Федосьев, не закурив, опустил руку с зажженной спичкой.
— Вот как? Уже отослали? — с досадой в голосе спросил он. — Я думал, вы меня предупредите.
— Отослал, — повторил сухо Яценко, сразу раздражившись от предположения, что он должен был предупредить Федосьева. — Последний допрос обвиняемого дал возможность установить весьма важный факт: связь Загряцкого с госпожой Фишер. Загряцкий сам признался в этой связи, и очная ставка, можно сказать, подтвердила его признание. Вашему превосходительству, конечно, ясно значение этого факта? Без него обвинение висело в воздухе, теперь оно стоит твердо.
— Стоит твердо? — неопределенным тоном повторил Федосьев.
— Так точно. — Николай Петрович помолчал. — Признаюсь, мне и прежде были неясны мотивы того интереса, который ваше превосходительство проявляли к этому делу. Во всяком случае, теперь, если вы продолжаете им интересоваться, вам надлежит обратиться к товарищу прокурора Артамонову.
— Что ж, так и придется сделать, — сказал Федосьев. — Очень жаль, конечно, что я несколько опоздал, теперь формальности будут сложнее.
— Формальности? — переспросил с недоумением Яценко.
— Формальности по освобождению Загряцкого из этого тяжелого дела, — сказал медленно Федосьев, заботливо стряхивая пепел с папиросы. — Я вынужден вам сообщить, Николай Петрович, что с самого начала следствие ваше направилось по ложному пути. Загряцкий невиновен в том преступлении, которое вы ему приписываете.
— Это меня весьма удивило бы! — сказал Яценко, Его вдруг охватило волнение. — Я желал бы узнать, на чем основаны ваши слова.
Федосьев, по-прежнему не глядя на Николая Петровича, втягивал дым папиросы.
— Полагаю, ваше превосходительство, я имею право вас об этом спросить.
— В том, что вы имеете право меня об этом спросить, не может быть никакого сомнения. Гораздо более сомнительно, имею ли я право вам ответить. Однако при всем желании я другого выхода не вижу… Да, Николай Петрович, вы ошиблись.
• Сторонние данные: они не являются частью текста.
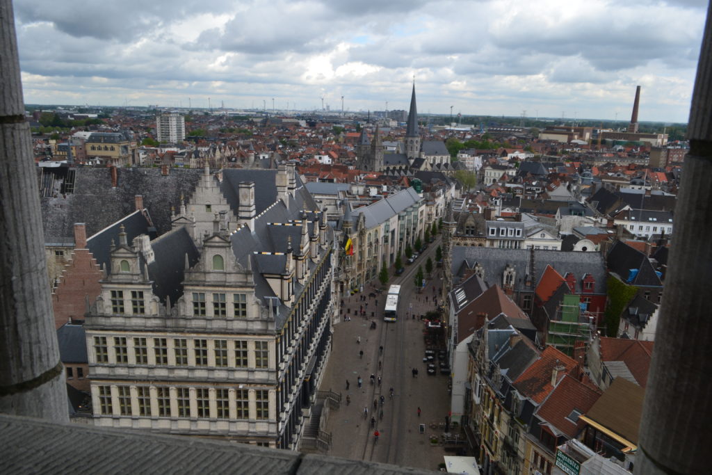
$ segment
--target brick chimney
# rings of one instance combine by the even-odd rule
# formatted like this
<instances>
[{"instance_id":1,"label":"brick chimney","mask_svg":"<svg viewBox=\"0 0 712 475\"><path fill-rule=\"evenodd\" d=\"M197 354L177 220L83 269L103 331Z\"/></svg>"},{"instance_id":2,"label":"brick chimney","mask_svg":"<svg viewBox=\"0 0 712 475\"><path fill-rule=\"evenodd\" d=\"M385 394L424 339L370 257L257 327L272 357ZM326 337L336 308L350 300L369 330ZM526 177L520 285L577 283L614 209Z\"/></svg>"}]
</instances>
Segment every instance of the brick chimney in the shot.
<instances>
[{"instance_id":1,"label":"brick chimney","mask_svg":"<svg viewBox=\"0 0 712 475\"><path fill-rule=\"evenodd\" d=\"M239 224L247 224L250 231L254 231L255 216L257 209L255 205L255 182L241 182L238 184L239 205L237 208Z\"/></svg>"},{"instance_id":2,"label":"brick chimney","mask_svg":"<svg viewBox=\"0 0 712 475\"><path fill-rule=\"evenodd\" d=\"M87 229L84 223L74 223L74 249L87 249Z\"/></svg>"}]
</instances>

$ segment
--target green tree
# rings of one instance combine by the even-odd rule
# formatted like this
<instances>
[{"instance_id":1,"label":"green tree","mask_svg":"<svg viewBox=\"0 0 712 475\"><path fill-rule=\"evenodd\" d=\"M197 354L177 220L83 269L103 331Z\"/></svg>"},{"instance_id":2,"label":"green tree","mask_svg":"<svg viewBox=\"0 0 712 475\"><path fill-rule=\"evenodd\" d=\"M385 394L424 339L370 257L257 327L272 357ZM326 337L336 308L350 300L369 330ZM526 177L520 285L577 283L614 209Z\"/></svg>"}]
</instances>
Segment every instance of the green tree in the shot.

Загряцкий не убивал Фишера и не мог его убить, потому что в момент убийства он находился з другом месте… Он находился у меня.
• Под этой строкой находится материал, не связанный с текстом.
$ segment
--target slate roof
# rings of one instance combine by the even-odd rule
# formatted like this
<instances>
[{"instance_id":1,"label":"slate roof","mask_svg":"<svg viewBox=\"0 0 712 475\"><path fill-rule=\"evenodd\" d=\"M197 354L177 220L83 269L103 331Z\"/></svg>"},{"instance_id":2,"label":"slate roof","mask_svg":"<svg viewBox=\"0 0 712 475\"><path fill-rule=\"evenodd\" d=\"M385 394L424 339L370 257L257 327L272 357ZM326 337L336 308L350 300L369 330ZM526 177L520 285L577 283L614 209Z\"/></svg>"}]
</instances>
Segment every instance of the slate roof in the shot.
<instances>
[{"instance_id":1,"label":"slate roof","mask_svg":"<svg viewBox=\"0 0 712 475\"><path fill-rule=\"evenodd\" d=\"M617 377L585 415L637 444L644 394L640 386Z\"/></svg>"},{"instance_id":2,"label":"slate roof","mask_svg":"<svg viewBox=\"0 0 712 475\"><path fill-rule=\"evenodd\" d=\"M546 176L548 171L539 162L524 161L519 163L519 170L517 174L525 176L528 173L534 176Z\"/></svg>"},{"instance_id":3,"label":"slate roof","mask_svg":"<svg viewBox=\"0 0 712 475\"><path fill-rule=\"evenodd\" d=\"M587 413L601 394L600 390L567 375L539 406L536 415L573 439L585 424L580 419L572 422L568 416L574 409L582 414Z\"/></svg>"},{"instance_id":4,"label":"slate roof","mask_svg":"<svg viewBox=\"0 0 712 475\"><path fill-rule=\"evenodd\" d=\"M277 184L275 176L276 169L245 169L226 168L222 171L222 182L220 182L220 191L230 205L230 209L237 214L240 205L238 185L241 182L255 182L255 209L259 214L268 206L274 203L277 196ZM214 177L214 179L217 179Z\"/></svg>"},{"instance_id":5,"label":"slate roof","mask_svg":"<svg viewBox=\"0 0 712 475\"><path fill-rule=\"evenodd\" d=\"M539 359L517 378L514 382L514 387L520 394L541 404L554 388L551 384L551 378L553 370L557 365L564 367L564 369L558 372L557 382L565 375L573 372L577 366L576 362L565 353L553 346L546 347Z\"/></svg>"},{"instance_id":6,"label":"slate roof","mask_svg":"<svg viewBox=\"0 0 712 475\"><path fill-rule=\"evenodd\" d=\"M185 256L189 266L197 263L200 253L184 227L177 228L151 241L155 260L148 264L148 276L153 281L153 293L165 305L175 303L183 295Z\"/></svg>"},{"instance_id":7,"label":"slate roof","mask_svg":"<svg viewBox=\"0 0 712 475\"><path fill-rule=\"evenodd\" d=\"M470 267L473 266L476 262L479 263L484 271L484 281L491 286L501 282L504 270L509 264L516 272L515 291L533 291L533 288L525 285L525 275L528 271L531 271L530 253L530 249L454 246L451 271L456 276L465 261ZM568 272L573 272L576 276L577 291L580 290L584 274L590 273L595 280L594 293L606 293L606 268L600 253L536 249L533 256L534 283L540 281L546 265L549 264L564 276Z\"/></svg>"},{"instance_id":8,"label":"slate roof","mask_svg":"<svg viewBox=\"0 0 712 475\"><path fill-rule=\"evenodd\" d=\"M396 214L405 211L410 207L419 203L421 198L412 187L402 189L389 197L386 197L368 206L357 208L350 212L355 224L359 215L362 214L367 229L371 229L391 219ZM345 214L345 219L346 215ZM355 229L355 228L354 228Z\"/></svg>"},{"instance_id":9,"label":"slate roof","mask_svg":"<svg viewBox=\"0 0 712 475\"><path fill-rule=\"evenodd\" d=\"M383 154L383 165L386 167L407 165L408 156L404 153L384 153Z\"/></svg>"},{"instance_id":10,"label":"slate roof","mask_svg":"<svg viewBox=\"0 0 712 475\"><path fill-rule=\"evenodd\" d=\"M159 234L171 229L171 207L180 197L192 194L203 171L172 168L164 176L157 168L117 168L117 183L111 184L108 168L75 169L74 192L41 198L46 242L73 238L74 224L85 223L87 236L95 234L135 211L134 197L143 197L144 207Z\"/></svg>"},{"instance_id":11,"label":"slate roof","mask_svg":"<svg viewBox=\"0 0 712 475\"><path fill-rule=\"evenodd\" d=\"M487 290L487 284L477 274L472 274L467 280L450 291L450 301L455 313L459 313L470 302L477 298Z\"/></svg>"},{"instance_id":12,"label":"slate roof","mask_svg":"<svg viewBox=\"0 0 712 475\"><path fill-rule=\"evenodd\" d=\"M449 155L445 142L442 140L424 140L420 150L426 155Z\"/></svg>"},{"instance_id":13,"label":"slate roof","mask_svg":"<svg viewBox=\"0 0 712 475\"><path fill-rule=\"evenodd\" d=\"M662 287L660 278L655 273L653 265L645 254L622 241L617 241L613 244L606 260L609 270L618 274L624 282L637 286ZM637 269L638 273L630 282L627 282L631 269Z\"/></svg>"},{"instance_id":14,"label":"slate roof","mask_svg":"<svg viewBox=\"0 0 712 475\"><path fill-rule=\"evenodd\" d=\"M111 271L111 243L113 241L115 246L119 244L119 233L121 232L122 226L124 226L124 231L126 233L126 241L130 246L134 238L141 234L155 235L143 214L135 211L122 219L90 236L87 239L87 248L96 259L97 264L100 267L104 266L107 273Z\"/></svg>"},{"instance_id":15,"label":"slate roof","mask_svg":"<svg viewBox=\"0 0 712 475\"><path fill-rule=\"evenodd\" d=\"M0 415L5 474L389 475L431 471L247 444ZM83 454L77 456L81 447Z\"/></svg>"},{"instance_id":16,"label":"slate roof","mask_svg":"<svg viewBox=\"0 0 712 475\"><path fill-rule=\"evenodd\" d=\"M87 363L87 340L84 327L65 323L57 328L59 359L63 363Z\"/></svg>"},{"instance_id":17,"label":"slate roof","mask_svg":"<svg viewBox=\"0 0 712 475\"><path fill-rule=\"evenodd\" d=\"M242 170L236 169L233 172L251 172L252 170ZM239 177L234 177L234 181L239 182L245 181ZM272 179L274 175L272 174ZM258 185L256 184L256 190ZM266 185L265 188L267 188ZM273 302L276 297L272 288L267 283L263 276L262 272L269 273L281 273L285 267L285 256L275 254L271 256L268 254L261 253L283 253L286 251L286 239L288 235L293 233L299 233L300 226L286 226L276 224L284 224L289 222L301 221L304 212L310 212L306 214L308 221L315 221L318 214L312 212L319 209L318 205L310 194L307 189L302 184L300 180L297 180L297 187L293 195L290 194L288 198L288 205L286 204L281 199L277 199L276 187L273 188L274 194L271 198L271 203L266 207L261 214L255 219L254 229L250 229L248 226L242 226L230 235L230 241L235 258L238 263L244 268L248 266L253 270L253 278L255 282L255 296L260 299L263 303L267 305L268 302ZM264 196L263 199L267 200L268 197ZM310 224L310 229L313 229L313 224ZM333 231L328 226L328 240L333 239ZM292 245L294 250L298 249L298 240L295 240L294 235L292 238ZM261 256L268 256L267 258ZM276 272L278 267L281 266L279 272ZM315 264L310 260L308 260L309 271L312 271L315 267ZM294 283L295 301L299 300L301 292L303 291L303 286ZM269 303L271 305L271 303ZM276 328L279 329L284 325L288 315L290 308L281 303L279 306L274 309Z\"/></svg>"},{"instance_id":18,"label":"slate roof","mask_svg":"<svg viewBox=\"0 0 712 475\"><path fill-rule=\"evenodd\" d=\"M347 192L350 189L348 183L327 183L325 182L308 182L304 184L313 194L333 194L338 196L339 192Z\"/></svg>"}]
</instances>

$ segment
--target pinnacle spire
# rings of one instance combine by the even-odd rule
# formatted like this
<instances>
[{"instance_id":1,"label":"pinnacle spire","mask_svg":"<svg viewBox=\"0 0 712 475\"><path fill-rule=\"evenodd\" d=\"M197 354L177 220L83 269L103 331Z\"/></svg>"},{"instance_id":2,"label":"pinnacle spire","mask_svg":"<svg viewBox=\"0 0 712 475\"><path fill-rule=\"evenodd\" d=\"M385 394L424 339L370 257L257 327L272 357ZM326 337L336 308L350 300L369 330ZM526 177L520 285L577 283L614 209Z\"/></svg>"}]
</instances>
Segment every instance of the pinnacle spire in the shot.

Наступило молчание. Яценко, бледнея, смотрел в упор на Федосьева.
— Как прикажете понимать ваши слова?
— Вы, вероятно, догадываетесь, как их надо понимать. Их надо понимать так, что Загряцкий — наш агент, Николай Петрович. Агент, приставленный к Фишеру по моему распоряжению.
Снова настало молчание.
— Почему же ваше превосходительство только теперь об этом сообщаете следствию? — повысив голос, спросил Яценко.
Федосьев развел руками.
— Как же я мог вам об этом сказать? Ведь это значило не только провалить агента, это значило погубить человека. Вы отлично знаете, Николай Петрович, что огласка той секретной службы, на которой находится Загряцкий, у нас равносильна гражданской смерти. Лучшее доказательство то, что он сам, несмотря на тяготевшее над ним страшное обвинение, не счел возможным сказать вам, где он был в вечер убийства. Не счел возможным сказать, откуда он брал средства к жизни… Разумеется, это вещь поразительная, что у нас люди предпочитают предстать перед судом по обвинению в тяжком уголовном преступлении, чем сознаться в службе государству на таком посту… Это будет памятником эпохи, — со злобой сказал он. — Но это так, что ж делать?
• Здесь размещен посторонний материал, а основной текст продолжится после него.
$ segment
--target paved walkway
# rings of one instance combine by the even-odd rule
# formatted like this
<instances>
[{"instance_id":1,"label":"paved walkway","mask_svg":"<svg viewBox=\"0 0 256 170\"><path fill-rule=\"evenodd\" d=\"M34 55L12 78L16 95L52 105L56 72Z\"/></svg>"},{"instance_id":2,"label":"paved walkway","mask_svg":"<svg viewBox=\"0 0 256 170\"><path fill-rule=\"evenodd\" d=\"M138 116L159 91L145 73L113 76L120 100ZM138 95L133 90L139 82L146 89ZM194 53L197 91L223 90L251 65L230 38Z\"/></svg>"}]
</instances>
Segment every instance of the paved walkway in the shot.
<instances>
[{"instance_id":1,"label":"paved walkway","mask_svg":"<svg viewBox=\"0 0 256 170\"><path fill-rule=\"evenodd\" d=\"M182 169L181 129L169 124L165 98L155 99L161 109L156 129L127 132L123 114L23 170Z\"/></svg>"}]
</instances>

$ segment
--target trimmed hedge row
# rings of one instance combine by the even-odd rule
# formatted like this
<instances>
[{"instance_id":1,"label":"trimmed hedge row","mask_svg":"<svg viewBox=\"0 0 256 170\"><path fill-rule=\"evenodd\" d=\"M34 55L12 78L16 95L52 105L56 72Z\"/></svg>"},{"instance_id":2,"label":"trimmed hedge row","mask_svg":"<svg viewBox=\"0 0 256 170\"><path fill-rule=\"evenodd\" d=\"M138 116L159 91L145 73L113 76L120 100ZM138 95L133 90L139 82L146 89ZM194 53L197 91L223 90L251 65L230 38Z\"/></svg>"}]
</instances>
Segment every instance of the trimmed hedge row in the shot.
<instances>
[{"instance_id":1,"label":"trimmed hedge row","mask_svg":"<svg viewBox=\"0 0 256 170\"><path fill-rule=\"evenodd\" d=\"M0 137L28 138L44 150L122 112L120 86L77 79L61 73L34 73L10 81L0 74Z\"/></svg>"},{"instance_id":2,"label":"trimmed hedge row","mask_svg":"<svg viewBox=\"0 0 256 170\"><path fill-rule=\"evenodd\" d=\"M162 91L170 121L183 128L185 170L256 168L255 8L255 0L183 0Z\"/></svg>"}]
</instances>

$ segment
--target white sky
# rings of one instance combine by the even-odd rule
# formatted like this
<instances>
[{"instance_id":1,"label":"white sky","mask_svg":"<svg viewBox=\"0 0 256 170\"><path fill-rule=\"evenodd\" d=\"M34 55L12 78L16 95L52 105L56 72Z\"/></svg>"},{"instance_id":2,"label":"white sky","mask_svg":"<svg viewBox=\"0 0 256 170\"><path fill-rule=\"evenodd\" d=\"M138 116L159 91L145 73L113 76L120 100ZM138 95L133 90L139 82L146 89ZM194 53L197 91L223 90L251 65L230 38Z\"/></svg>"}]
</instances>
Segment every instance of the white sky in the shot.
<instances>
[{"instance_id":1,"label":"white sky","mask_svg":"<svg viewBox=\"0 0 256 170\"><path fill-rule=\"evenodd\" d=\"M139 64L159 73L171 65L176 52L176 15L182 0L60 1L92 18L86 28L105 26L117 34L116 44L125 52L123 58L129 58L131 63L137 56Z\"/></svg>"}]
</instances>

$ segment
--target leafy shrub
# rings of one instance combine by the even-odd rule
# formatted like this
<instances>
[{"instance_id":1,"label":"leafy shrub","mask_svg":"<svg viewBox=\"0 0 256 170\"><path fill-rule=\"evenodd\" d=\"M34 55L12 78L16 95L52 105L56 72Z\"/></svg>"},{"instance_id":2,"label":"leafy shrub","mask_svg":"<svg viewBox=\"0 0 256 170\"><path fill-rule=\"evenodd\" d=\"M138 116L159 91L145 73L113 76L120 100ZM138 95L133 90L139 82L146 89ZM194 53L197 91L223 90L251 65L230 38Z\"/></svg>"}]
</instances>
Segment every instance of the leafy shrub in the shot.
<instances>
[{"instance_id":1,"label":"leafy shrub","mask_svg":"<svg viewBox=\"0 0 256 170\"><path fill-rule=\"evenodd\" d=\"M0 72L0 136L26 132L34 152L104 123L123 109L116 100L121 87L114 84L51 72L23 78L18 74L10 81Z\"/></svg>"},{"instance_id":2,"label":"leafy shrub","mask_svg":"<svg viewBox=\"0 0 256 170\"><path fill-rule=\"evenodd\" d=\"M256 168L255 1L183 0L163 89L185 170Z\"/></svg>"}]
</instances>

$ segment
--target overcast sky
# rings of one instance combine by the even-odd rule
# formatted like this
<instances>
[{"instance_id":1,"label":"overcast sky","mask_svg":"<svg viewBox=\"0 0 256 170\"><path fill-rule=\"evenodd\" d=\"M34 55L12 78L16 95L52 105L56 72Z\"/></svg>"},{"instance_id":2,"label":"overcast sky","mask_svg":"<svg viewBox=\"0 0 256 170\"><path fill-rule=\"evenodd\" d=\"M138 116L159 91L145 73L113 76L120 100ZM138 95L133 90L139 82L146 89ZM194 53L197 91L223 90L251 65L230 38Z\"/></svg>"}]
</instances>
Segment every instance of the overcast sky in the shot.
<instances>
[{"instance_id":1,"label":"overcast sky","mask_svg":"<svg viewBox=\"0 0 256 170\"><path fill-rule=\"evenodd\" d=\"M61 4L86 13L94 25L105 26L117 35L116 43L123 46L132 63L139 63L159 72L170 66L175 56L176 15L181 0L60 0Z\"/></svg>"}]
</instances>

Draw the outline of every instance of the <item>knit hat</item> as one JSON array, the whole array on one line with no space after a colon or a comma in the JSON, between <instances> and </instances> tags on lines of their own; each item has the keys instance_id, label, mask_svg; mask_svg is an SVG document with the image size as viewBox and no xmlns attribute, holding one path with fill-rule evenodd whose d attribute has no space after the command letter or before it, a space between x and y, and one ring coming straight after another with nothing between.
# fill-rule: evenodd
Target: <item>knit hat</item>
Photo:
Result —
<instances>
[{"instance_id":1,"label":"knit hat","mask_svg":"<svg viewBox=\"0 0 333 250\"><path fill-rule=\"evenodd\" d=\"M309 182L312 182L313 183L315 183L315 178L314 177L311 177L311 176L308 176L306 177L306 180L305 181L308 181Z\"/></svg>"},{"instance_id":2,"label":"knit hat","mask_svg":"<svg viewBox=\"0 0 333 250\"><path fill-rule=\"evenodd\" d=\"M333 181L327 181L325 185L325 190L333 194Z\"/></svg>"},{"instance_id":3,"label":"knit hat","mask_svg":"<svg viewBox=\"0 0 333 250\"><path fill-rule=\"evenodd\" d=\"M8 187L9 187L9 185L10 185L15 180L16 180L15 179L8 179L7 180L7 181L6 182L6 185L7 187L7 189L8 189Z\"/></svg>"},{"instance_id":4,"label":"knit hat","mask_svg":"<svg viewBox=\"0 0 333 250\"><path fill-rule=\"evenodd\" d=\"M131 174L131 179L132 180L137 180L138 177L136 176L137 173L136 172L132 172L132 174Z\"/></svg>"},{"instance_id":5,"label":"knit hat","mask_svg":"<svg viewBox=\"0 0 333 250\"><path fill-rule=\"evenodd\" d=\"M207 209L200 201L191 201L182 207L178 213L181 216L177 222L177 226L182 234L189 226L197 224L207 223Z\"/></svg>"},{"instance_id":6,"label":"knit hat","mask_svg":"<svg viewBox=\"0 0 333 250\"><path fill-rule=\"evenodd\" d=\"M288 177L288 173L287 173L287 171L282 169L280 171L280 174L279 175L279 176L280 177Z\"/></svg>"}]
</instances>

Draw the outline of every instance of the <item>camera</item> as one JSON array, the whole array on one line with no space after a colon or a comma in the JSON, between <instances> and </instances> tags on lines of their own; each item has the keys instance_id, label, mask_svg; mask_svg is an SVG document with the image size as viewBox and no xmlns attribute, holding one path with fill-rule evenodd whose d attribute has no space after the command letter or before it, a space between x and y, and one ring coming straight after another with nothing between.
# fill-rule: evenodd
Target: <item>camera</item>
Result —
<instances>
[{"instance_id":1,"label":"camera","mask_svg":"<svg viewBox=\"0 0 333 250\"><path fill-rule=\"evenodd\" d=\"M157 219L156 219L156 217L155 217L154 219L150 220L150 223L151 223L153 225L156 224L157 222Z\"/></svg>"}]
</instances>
— Ваше превосходительство, разрешите вам заметить, что интересы этого господина, служащего, как вы изволили сказать, государству, не могут иметь никакого значения сравнительно с интересами правосудия!
— Пусть так, но принципы, которыми руководятся люди, управляющие государством, имеют некоторое значение. Мы воспитаны на том, что выдачи сотрудников быть не может.* А вы, как следователь, не имели бы возможности, да, пожалуй, и права хранить в секрете роль Загряцкого. Ну, человек пять вы уж непременно должны были бы посвятить в это дело. А какой же секрет, если о нем будут знать пять добрых петербуржцев? Это все равно что в агентство «Рейтер» передать… Нет, я до последней минуты не мог ничего вам сказать, Николай Петрович. Я ведь рассчитывал, что в силу естественной логики вещей невиновного человека следствие и признает невиновным. Но вышло не так… Опять скажу: что ж делать! Бывает такое стечение обстоятельств. Оно бывает даже чаще, чем я думал, хоть, поверьте, я никогда не обольщался насчет разумности этой естественной логики вещей…
[46]
Яценко встал и прошелся по комнате. Он был очень бледен. «Нет, я ничем не виноват, — подумал Николай Петрович, — мне стыдиться нечего!..»
— Я остаюсь при своем мнении относительно действий вашего превосходительства, — сказал он, останавливаясь, (Федосьев снова слегка развел руками.) — Но прежде всего я желаю выяснить факты. Значит, в вечер убийства Загряцкий находился у вас, в вашем учреждении?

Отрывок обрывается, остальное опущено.